Je conserverai toujours un souvenir impérissable de cette journée d’été passée à Zagan, localité polonaise située à environ 200 km de Berlin et 400 km de Varsovie, lien emblématique où était localisé le célèbre camp allemand de prisonniers de guerre Stalag Luft III – immortalisé dans le long métrage La grand évasion (The Great Escape) (1963), mettant en vedette Steve McQueen, Richard Attenborough, Charles Bronson et James Donald pour ne citer que ces noms-là.

RogerBushell
Photo prise au-dessus du nom du Squadron Leader Roger Bushell, lors de ma visite à Zagan à l’été 2015.

Effectuer de nos jours le court parcours du tunnel Harry offre au visiteur la possibilité de mieux comprendre la détermination, l’esprit de sacrifice et la maestria de ces braves hommes qui n’avaient rien perdu de leur volonté de croiser le fer avec la horde nazie. Leur quête d’évasion était d’ailleurs une manière très imaginative de poursuivre ce combat. Et que dire de l’émotion ressentie à la vue du nom de Roger Bushell (le fameux Roger interprété par Richard Attenborough dans le film) inscrit sur l’une des stèles de granit alignées, immortalisant le point de départ, le parcours très étroit, l’effondrement du tunnel et le point de sortie creusé et emprunté par les valeureux fugitifs.
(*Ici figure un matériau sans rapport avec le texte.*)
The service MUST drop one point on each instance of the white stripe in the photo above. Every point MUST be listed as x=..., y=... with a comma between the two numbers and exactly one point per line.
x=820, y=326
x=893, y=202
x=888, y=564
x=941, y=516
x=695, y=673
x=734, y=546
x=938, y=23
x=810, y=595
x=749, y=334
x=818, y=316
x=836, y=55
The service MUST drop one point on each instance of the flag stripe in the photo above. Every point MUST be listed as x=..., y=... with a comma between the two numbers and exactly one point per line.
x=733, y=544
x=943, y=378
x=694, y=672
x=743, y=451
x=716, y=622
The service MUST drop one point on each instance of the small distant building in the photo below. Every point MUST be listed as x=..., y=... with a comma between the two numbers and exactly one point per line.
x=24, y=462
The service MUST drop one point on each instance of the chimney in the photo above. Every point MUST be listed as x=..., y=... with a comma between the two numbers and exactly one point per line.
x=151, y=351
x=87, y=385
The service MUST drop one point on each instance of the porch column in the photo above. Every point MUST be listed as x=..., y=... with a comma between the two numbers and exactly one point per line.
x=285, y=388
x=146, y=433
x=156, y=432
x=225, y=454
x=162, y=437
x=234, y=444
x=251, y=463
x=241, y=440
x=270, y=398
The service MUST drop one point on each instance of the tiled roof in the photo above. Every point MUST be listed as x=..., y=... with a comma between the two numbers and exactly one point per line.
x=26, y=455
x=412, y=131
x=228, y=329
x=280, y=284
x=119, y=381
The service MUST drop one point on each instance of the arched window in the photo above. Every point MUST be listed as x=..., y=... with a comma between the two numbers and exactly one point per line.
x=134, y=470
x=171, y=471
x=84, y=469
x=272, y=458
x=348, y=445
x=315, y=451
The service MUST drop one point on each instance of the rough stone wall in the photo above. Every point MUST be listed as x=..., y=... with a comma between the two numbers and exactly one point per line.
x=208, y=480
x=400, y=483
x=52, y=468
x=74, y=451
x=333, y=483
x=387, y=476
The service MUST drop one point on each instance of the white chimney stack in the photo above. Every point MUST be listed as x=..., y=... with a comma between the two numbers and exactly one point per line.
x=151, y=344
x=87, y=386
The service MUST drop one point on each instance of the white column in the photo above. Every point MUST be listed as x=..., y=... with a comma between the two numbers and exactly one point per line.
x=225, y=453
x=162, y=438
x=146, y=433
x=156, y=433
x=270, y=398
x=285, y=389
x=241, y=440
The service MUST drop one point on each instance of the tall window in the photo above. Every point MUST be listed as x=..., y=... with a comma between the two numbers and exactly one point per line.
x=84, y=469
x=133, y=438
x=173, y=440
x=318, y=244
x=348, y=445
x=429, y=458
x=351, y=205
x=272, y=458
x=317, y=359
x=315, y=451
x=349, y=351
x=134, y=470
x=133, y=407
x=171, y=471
Et que dire que la visite privée qui nous avait été généreusement offerte il y a de cela quelques années par un officier britannique à la retraite plus tôt à travers les tunnels creusés pendant le conflit mondial dans le roc de Gibraltar et sillonnés par nul autre qu’Eisenhower. J’imaginais les tractations et décisions à prendre par le grand homme en sillonnant ces passages interdits au grand public. Si seulement le rocher pouvait parler…
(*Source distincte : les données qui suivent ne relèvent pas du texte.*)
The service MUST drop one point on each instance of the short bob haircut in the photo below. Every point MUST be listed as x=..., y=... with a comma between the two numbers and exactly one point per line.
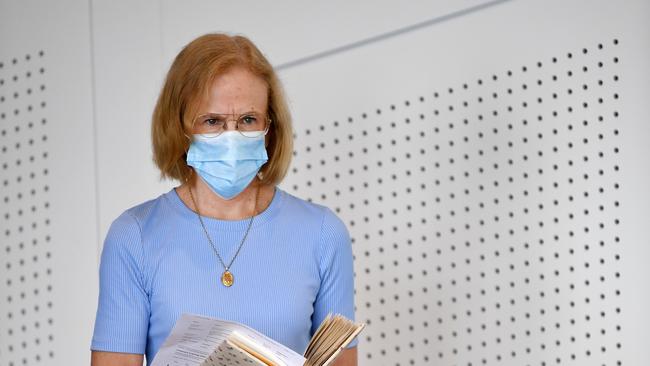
x=187, y=85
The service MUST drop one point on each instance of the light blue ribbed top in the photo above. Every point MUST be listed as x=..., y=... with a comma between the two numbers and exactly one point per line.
x=156, y=263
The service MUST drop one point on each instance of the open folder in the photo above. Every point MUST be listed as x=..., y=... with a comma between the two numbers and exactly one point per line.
x=198, y=340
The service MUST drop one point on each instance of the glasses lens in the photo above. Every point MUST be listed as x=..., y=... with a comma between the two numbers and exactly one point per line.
x=211, y=123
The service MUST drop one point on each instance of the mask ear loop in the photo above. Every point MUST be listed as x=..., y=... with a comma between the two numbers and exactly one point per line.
x=187, y=149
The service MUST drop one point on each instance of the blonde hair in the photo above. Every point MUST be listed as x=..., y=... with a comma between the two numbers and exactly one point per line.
x=187, y=84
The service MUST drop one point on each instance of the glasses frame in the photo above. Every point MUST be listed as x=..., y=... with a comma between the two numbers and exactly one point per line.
x=267, y=124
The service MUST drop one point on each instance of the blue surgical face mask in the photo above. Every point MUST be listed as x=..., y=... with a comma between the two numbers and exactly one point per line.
x=227, y=162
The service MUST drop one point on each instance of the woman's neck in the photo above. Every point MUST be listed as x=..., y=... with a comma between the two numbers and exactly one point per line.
x=240, y=207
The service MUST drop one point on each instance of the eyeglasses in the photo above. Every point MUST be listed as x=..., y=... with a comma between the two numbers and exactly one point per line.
x=249, y=124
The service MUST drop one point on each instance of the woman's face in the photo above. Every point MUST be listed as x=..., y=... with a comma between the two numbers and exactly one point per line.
x=235, y=92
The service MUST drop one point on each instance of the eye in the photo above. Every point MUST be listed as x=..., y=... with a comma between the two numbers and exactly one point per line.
x=212, y=121
x=249, y=120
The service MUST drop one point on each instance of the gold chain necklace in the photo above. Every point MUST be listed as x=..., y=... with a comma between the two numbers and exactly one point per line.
x=227, y=278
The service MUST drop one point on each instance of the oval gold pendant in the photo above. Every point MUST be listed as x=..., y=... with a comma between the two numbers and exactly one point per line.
x=227, y=279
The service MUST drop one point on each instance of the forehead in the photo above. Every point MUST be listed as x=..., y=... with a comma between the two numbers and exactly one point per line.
x=234, y=91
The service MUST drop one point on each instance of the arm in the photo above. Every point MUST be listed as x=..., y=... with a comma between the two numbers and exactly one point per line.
x=100, y=358
x=347, y=358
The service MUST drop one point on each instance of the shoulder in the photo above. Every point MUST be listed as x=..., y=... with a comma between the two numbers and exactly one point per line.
x=135, y=219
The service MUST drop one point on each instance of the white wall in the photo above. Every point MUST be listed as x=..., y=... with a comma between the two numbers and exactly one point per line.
x=512, y=262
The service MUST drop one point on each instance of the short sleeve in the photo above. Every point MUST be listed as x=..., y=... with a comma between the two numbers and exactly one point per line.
x=122, y=319
x=336, y=292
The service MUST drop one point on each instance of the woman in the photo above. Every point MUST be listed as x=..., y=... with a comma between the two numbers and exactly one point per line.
x=226, y=242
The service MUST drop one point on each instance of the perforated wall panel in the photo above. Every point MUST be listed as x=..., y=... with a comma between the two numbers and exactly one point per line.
x=26, y=304
x=484, y=215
Vous l’aurez compris, j’ai une appétence passionnée pour le sujet. Et les 32 chapitres du livre ont dépassé mes attentes, notamment grâce au style de l’auteur. Les formules du genre « Le pacifisme et son cousin le défaitisme sévissent dans la troupe » ou « Dans le domaine de l’imagination, des trouvailles en tous genres et des idées baroques, la Grande-Bretagne en guerre mérite incontestablement la palme. Ces insulaires ont une psychologie d’éternels assiégés » émaillent le propos et agrémentent la lecture.
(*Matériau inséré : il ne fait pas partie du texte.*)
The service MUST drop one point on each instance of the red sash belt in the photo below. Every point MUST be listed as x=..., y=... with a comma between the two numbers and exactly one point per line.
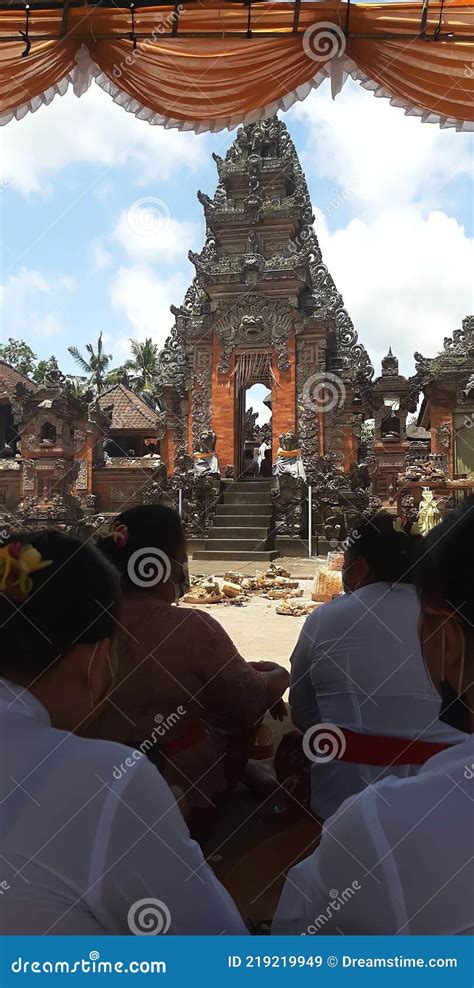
x=374, y=749
x=194, y=734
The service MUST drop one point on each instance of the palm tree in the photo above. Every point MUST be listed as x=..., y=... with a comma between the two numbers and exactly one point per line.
x=143, y=368
x=94, y=365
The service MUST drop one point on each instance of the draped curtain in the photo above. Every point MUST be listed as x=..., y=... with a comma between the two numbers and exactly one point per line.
x=209, y=74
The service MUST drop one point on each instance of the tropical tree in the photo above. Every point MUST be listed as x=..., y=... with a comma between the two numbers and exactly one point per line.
x=94, y=365
x=143, y=367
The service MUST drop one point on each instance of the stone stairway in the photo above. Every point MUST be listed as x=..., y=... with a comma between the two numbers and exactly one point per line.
x=242, y=524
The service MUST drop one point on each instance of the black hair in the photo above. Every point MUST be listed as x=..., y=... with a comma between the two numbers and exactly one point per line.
x=387, y=547
x=444, y=573
x=73, y=601
x=155, y=527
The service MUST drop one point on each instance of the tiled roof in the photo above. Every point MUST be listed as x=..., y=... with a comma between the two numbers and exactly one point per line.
x=130, y=412
x=9, y=378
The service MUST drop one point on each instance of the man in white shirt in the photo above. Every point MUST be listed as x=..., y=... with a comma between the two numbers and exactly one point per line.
x=358, y=665
x=91, y=834
x=92, y=840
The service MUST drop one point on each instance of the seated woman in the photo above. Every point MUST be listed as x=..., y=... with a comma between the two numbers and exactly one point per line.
x=184, y=693
x=400, y=854
x=87, y=848
x=358, y=666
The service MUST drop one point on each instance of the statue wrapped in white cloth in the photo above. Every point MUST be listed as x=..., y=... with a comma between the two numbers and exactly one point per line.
x=289, y=459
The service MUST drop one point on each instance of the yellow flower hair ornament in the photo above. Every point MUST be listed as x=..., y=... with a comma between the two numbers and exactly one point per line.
x=17, y=563
x=119, y=534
On croise aussi fréquemment un « grand amateur d’opérations spéciales » nommé Winston Churchill et d’une Écosse véritable pépinière des forces spéciales britanniques – un héritage notamment commémoré par l’impressionnant Mémorial des commandos situé à Spean Bridge en plein cœur des Highlands (une heure environ au sud-ouest du Loch Ness) et surplombant la région où les combattants appelés à accomplir des faits d’armes légendaires s’entraînaient inlassablement. Ce qui n’a rien pour me déplaire, bien au contraire.

Bref, si vous nourrissez un intérêt pour les batailles de l’ombre durant la Seconde Guerre mondiale, il serait tristement regrettable que vous passiez à côté de ces excellentes pages. J’aurais pratiquement même envie de les qualifier de délicieuses, tellement je suis gourmand du genre.

Avec tout ce qu’elle comporte de barbarie, de souffrances et souvent de stupidité, la guerre est champ de l’activité humaine qui fait aussi souvent appel à ce que l’être humain a de plus précieux pour son avancement, son génie.

En trois mots, le dernier livre de Claude Quétel est un pur délice.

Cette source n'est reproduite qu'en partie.